Recently a new scheme of charging has come up: using a USB connector. USB stands for Universal System Bus. It is a cabling standard that allows for power and data transfer. Some USB cables are missing the data-carrying wires and so can be used only for charging. (If you ever found that a charging cable wouldn't let you connect your phone to a computer to transfer photos, now you know why.) Any USB cable can be used for charging, whether it works for data or not.

Since nearly everyone has a computer and virtually all computers have many USB sockets device manufacturers have found it's a lot less expensive for them to not have to include a charger with every device they sell.

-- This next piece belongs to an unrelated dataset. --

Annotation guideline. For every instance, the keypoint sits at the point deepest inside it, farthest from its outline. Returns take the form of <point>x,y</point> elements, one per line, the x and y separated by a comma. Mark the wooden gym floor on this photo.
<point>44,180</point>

Plus, as described above, most people have many more chargers than devices and many of these chargers include a USB outlet. By designing the device to be charged via a USB connector, the manufacturer can save money and shipping costs, and at no inconvenience to the consumer!

USB connectors come in a variety of shapes and sizes, as their use has profligated far beyond the original concept. However, as long as the connector fits your device, it will work for charging since the rest of the USB concept is well-defined and standardized.

Wireless Chargers

An even newer charging technology is the wireless charging pad. Most commonly used for charging cellphones, other devices (such as Bose personal speakers) also use this charging method. Most wirelessly-chargeable devices also have cable connectors for chargers as described above. But cable connectors can be damaged by the repetitious insertion and removal of the connector; wireless charging avoids that issue.

How does a wireless charger work? By magnetic induction. Do you remember in fifth grade learning about "electromagnetism"? Electricity and magnetism are closely related forces (or, rather, different aspects of the same force). Electricity can create a magnetic field, and magnetism can induce electric current in neighboring wires.

And the best part is, you don't have to worry about voltage, amperage, or current. Although different types of phones are paired by the manufacturers with their own wireless chargers, actually you can try any phone with any charger. At worst, it simply won't charge. More commonly, the "wrong" charger just won't charge as fast. But in general, any wireless charger can be used to charge pretty much any wirelessly-chargeable device.

And in conclusion...

You should now have the information needed to intelligently sort your chargers and use them with the correct devices. You're welcome!